A group of Russian MPs has moved to officially designate the fall of the Soviet Union, which happened 30 years ago this month, as the biggest geopolitical catastrophe of the 20th century.
Representatives of the right-wing populist LDPR party submitted the resolution to the State Duma, the lower house of parliament, on Monday, proposing to send it to Russian President Vladimir Putin and to other authorities across the country.
The document reads, “the Duma once more calls attention to the importance of historical lessons from the events of 30 years ago, which led to political, societal, and economic problems."
If passed, the motion would declare that the parliament "considers the fall of the USSR the main geopolitical catastrophe of the 20th century, which led to disintegration across different spheres of social life, the exacerbation of an economic and political crisis, and the emergence of conflicts on national soil.”

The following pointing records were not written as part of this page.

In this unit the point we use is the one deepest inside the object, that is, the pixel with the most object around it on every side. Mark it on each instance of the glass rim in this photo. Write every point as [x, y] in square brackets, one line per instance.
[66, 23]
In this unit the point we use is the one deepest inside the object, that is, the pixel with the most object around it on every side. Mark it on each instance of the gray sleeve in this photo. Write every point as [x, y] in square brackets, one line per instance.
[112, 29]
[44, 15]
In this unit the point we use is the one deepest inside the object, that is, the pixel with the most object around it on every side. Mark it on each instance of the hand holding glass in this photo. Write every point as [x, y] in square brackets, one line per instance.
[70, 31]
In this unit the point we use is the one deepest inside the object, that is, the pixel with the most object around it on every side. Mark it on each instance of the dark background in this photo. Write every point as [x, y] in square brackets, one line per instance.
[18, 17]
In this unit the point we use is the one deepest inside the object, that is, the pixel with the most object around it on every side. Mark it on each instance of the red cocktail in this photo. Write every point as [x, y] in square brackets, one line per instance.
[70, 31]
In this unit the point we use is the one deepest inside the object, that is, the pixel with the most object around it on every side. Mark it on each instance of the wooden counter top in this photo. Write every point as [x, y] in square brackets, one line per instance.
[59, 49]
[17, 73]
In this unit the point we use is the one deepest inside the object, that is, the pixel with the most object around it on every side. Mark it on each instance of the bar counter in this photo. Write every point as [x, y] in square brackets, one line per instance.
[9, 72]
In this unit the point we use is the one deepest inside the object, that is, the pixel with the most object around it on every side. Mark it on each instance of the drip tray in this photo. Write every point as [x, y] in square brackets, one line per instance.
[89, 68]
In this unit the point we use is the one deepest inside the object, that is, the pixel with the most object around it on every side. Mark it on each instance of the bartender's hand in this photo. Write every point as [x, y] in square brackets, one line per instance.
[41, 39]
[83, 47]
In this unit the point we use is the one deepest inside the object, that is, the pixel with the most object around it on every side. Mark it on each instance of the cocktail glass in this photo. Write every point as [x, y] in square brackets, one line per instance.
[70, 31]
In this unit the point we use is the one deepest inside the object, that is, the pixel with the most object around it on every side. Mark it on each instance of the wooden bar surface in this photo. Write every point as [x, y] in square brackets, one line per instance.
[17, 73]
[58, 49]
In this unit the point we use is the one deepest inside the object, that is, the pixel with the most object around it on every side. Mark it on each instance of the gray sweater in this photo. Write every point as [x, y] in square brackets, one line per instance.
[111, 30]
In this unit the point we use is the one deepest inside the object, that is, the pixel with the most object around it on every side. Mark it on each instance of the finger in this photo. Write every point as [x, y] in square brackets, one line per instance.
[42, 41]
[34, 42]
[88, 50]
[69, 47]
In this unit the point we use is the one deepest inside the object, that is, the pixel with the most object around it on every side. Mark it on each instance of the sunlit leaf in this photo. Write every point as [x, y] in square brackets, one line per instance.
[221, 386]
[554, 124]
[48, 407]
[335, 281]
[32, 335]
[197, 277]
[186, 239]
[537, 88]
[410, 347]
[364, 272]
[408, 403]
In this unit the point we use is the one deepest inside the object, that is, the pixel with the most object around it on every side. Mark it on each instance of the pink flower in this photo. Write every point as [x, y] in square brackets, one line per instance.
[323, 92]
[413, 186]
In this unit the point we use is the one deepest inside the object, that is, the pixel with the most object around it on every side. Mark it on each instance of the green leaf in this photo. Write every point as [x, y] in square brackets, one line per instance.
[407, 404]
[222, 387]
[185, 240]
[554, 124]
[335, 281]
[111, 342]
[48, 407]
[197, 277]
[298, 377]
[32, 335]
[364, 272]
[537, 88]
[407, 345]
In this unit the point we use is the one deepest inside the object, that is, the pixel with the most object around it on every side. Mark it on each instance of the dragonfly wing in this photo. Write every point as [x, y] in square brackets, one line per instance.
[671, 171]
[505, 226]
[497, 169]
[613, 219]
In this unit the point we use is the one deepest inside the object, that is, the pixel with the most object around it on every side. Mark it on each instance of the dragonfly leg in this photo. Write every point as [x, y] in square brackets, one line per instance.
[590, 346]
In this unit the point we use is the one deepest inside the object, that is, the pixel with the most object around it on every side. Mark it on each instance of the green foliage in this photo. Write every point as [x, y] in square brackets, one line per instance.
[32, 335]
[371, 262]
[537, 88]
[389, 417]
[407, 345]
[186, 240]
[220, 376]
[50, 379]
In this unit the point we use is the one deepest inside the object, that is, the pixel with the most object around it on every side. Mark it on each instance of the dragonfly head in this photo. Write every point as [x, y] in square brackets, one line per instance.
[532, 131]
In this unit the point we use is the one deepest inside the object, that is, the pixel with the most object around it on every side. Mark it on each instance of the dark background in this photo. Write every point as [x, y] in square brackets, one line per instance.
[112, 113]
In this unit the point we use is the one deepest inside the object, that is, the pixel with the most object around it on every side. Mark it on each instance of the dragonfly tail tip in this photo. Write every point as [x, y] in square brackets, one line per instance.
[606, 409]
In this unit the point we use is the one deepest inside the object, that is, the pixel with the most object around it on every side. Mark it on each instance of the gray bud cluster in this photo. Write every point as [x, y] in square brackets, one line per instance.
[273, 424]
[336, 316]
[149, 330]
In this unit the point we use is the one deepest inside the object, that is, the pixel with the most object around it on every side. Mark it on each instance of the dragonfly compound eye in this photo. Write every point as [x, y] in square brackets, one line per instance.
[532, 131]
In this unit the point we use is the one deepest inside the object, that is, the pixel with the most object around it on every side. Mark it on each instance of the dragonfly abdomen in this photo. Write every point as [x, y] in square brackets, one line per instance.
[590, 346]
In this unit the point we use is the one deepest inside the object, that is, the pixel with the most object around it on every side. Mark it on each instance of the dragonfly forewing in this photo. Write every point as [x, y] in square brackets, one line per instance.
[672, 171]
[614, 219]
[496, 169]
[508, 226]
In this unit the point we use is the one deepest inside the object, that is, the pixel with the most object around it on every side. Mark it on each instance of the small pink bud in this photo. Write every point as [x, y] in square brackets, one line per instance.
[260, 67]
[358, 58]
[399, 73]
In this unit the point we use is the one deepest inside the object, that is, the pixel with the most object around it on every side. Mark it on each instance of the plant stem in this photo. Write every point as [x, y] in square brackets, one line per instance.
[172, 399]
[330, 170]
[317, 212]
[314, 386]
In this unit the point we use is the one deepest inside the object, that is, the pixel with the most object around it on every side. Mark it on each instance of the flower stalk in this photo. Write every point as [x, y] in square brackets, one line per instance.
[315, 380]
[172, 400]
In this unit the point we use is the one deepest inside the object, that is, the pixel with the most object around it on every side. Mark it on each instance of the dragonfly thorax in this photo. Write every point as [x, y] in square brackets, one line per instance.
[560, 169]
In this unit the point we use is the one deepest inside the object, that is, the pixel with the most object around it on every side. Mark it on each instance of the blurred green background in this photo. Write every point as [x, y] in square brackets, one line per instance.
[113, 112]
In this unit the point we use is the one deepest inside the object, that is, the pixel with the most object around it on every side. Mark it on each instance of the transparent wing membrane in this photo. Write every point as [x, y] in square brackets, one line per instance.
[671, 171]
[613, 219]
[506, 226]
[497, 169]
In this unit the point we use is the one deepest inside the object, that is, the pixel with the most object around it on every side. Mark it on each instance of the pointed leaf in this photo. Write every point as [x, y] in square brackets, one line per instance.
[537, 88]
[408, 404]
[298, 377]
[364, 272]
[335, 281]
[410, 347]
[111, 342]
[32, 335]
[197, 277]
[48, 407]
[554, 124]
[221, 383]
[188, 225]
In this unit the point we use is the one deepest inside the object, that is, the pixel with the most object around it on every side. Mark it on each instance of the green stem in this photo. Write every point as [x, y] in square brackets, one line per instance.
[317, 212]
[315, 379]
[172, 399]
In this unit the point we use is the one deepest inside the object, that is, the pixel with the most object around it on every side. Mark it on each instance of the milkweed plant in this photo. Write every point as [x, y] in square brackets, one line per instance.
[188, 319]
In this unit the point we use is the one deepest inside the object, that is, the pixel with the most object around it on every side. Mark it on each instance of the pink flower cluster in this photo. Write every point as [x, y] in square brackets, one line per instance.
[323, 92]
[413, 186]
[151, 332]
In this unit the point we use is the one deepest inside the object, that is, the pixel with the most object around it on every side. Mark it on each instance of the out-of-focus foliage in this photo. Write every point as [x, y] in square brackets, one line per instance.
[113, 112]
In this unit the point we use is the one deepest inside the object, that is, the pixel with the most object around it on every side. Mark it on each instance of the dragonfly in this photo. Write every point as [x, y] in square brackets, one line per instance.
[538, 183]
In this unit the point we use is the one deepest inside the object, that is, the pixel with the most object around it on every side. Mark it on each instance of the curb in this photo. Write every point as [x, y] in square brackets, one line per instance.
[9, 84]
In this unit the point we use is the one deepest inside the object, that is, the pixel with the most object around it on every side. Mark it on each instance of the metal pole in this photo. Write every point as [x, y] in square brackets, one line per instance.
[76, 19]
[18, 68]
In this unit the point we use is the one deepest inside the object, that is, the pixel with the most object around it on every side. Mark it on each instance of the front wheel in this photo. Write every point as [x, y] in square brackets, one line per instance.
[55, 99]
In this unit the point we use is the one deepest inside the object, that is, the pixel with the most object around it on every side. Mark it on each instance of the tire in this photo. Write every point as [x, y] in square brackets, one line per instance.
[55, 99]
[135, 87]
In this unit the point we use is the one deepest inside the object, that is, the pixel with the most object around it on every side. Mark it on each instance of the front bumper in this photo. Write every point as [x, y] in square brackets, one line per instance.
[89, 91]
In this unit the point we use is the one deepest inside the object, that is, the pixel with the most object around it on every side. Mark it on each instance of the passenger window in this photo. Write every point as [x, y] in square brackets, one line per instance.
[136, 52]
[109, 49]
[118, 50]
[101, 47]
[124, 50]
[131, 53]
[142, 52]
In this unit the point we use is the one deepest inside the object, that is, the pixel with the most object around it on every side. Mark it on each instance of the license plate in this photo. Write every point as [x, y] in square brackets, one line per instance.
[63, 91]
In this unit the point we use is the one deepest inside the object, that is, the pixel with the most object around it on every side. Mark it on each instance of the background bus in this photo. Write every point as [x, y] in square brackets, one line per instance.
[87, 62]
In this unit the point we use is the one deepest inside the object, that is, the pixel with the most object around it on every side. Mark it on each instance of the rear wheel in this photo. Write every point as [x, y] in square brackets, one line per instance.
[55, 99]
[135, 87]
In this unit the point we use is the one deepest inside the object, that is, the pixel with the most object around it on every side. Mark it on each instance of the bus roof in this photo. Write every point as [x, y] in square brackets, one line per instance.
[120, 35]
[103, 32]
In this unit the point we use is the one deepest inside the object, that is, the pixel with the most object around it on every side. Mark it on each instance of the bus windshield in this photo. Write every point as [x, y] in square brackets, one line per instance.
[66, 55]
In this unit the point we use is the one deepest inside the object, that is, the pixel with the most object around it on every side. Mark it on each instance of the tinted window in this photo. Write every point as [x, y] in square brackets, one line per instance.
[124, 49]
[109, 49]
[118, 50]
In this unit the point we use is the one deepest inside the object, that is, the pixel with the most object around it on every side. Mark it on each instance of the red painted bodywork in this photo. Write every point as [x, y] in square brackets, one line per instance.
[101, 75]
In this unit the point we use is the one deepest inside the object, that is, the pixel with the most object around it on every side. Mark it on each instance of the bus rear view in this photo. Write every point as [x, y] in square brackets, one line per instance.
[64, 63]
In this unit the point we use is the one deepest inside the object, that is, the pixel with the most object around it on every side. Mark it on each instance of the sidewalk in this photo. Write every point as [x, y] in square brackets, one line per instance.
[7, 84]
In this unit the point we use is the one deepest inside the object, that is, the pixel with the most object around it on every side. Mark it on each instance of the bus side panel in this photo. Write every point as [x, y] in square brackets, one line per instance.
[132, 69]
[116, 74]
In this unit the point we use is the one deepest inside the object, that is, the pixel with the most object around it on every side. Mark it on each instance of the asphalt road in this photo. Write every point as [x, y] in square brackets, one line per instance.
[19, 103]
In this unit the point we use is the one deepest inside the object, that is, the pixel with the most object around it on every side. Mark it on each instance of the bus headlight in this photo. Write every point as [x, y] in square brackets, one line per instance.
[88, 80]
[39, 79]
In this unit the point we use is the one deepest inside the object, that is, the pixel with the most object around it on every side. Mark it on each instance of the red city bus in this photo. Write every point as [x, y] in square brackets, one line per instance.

The Soviet Union officially ceased to exist on December 25, 1991, when Mikhail Gorbachev, its leader since 1985, announced that he would no longer serve as President. Boris Yeltsin, who later became the first President of the Russian Federation, had already signed an agreement with the leaders of Belarus and Ukraine on December 8, declaring that the USSR was effectively defunct. This treaty became known as the Belovezh Accords.
A recent poll focused on the 30th anniversary of the fall found that Russians dislike Gorbachev more than anyone else from the Soviet era, blaming him for the dramatic decline in living standards that followed the USSR’s collapse, as well as for Moscow’s diminished standing on the world stage. 20% named him as their most hated figure, well ahead of anyone else.
An earlier poll on a similar theme found that most Russians have positive associations with the Soviet Union, connecting it with things like stability, peace, and hope for a better future. The most common negative connotations were shortages and long lines at stores.
Earlier this month, in an interview aired on Russian television, President Putin said that he considers the dissolution of the USSR “a tragedy for the vast majority of the country’s citizens.”